The German bishops have voted in favour of allowing couples in mixed-denomination marriages to receive the Catholic Eucharist together in individual cases and under special circumstances.
Bishops’ conference president Cardinal Reinhard Marx told journalists at the press conference after the 18-22 February spring plenary that after an “intensive debate” during which “serious concerns” had been expressed, a “large majority” of the bishops had voted in favour of the “Orientation Guidelines” (“Orientierungshilfe”).
“We will publish the document, which is still open for alterations, in the coming weeks. I would like to add that we debated the issue intensively at the plenary and did not take this step easily.”
Marx specifically underlined that it was not a case of generally allowing mixed-marriage couples to receive Catholic communion.
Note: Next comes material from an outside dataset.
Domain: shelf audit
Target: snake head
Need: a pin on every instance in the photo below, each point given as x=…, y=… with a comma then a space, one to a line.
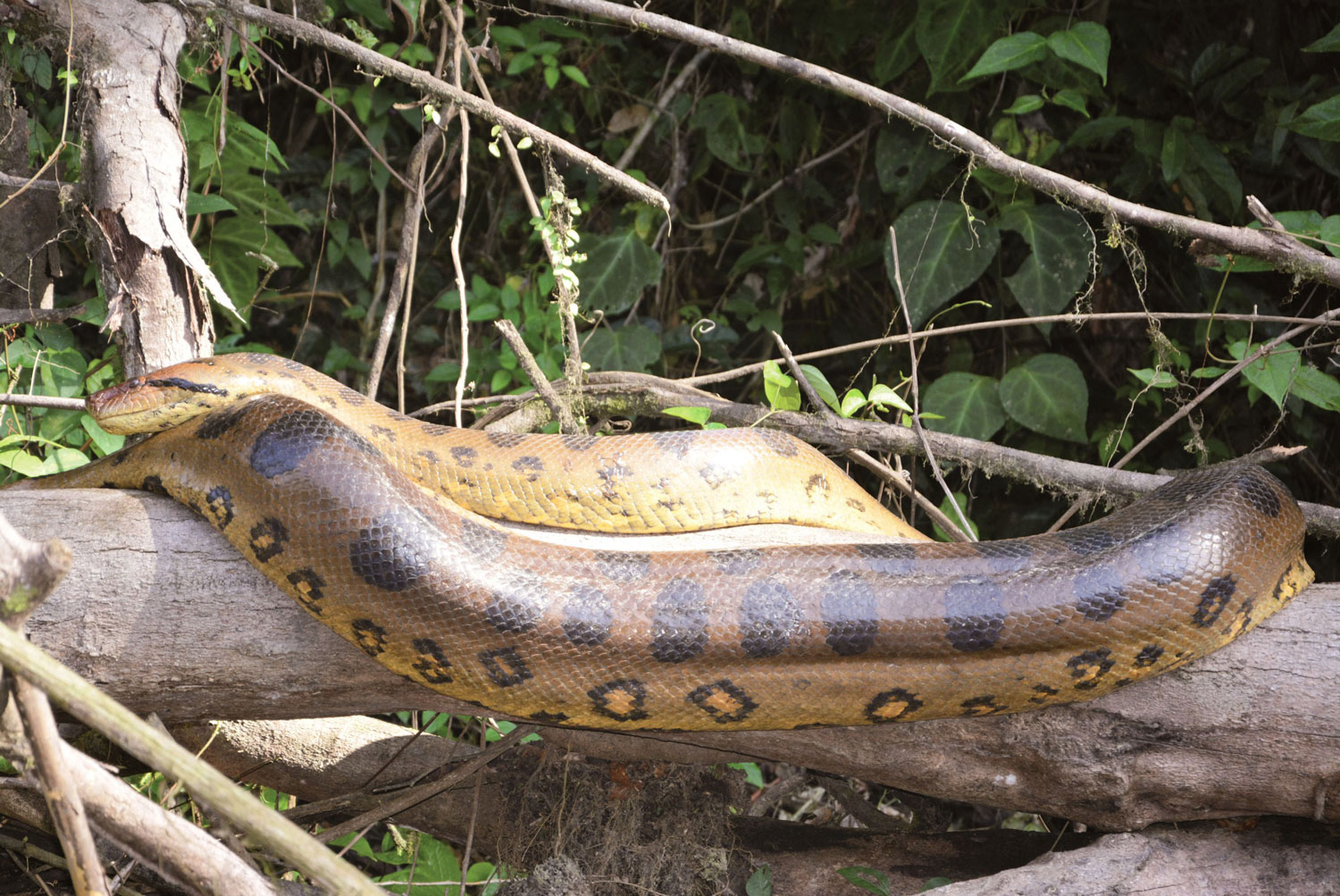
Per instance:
x=171, y=397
The new guideline was only a “pastoral handout”, he emphasised. “We do not want to change dogma” but “to follow a contoured (he used the German adjective “profiliert”) path”. The handout was to help priests to clarify whether they were dealing with an exception to canon law. Canon law 844 states that Catholic ministers licitly administer the sacraments to Catholic members of the Christian faithful alone, but 844§4 states that in cases of “grave necessity” they can administer the sacraments to other Christians not in full communion with the Catholic Church “who cannot approach a minister of their own community”, provided they “manifest Catholic faith in respect to these sacraments”.
For Catholic priests in Germany this was a pressing issue, Marx recalled, as the percentage of mixed marriages was “naturally” very high.
In some mixed marriages, the fact that the married couple could not partake of the Catholic Eucharist together could seriously endanger the couple’s faith and damage the children, he recalled. Such couples faced a “serious spiritual emergency”.